Well, it was one busy weekend troubleshooting and a lot of work. I may have solved few issues but it is not perfect yet!
The OEM updates (tried few) would not work because of PSID mistmatch, if there is a work around, please let me know. I'm not able to find any firmware online for PSID of the switch M3601Q.
[root@headnode Infini Switch firmware]# ls
fw-sx-9_2_8000-0269NG_B1.bin
[root@headnode Infini Switch firmware]# lspci | grep Mellanox
07:00.0 Infiniband controller: Mellanox Technologies MT27500 Family [ConnectX-3]
[root@headnode Infini Switch firmware]# mstflint -d 07:00.0 -i fw-sx-9_2_8000-0269NG_B1.bin b
Current FW version on flash: 2.10.2132
New FW version: 9.2.8000
-E- PSID mismatch. The PSID on flash (DEL0A10210018) differs from the PSID in the given image (DEL09E0210003).
[root@headnode Infini Switch firmware]#
I tried forcing GUID through command line as suggested as I don't have a opensm.conf file anywhere.
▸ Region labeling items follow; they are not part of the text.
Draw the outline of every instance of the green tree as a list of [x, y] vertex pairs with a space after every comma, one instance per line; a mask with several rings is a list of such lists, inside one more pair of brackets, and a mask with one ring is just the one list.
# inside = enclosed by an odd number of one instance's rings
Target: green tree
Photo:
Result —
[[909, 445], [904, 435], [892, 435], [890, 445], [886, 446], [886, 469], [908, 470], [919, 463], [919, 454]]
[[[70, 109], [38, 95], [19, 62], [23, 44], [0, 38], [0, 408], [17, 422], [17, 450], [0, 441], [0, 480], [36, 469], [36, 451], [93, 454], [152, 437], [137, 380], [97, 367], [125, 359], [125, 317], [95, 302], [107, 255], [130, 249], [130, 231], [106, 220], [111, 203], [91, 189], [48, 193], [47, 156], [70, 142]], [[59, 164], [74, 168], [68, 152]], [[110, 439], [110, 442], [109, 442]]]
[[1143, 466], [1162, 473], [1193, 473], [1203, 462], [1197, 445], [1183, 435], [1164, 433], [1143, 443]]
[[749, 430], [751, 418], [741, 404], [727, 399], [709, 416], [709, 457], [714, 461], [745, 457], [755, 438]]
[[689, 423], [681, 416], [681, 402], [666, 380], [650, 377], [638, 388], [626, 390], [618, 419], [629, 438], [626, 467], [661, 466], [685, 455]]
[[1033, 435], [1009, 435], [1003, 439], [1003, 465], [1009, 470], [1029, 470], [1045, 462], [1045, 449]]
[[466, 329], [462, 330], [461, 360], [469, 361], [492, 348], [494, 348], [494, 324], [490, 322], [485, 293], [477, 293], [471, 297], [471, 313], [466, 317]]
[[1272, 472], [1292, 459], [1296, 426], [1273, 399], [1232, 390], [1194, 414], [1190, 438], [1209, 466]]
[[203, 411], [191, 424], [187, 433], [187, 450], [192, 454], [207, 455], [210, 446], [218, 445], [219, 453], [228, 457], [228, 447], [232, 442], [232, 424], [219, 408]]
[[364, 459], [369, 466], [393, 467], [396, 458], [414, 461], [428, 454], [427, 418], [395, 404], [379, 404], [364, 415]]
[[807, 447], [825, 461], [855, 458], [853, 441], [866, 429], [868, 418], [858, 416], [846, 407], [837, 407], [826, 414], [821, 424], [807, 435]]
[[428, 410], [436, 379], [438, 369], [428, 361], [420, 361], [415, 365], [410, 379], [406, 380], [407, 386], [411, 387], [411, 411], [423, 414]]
Then I went ahead and uninstalled Mellanox OFED and started with Open Fabrics OFED. There were few missing errors (cmake, libnl3-devel, numactl-devel, devel-grind), after getting those rpm's and dependencies all sorted, it did install. The Port GUID did recognize and infiniband is active. DHCP didn't do it, so I set it up as manual, may not be perfect yet. The issues lingering now are OFED related, I cant seem to get opensm run auto, it has to be started with #/etc/init.d/opensmd start. After starting it, ibv_devinfo and nmcli connection show gives:
[root@headnode ~]# ibv_devinfo
hca_id: mlx4_0
transport: InfiniBand (0)
fw_ver: 2.10.2132
node_guid: 0002:c903:00f9:32f0
sys_image_guid: 0002:c903:00f9:32f3
vendor_id: 0x02c9
vendor_part_id: 4099
hw_ver: 0x0
board_id: DEL0A10210018
phys_port_cnt: 2
port: 1
state: PORT_ACTIVE (4)
max_mtu: 4096 (5)
active_mtu: 4096 (5)
sm_lid: 1
port_lid: 1
port_lmc: 0x00
link_layer: InfiniBand
port: 2
state: PORT_DOWN (1)
max_mtu: 4096 (5)
active_mtu: 4096 (5)
sm_lid: 0
port_lid: 0
port_lmc: 0x00
link_layer: InfiniBand
[root@headnode ~]# nmcli connection show
NAME UUID TYPE DEVICE
Wired connection 2 a40b3b41-66e7-3d87-a77c-e79ccd002698 802-3-ethernet em1
Wired connection 3 7b5a96ce-3df4-3534-8a35-b430f3f1e3e5 802-3-ethernet em2
ib0 b4fdfa83-45ba-4904-a8ec-377234b898ee infiniband ib0
virbr0 d36acaba-3663-4199-ae03-0b2a39aa75df bridge virbr0
Bridge em1 1dad842d-1912-ef5a-a43a-bc238fb267e7 bridge --
Bridge em2 0578038a-64e9-a2fd-0a28-e4cd0b553930 bridge --
System ib0 2ab4abde-b8a5-6cbc-19b1-2bfb193e4e89 infiniband --
System pem1 c19149d5-4e53-4636-b52a-81d213a8a3cb 802-3-ethernet --
System pem2 7379072d-ea75-335e-2486-0afa3cd10c77 802-3-ethernet --
Wired connection 1 d4070b38-e850-4a48-83a7-223ecca993f7 802-3-ethernet --
ib0 4e22b1f1-3e0c-4b84-b0d9-85b0755728ac infiniband --
ib0 152321c5-8ba1-4865-9eca-5a18a889ffb7 infiniband --
ib1 9fd439a6-da5e-4928-9265-47a636b3aaea infiniband --
#ifconfig -a ib0
ib0: flags=4163<UP,BROADCAST,RUNNING,MULTICAST> mtu 65520
inet 10.1.27.7 netmask 255.0.0.0 broadcast 10.1.77.77
inet6 fe80::202:c903:f9:32f1 prefixlen 64 scopeid 0x20<link>
Infiniband hardware address can be incorrect! Please read BUGS section in ifconfig(8).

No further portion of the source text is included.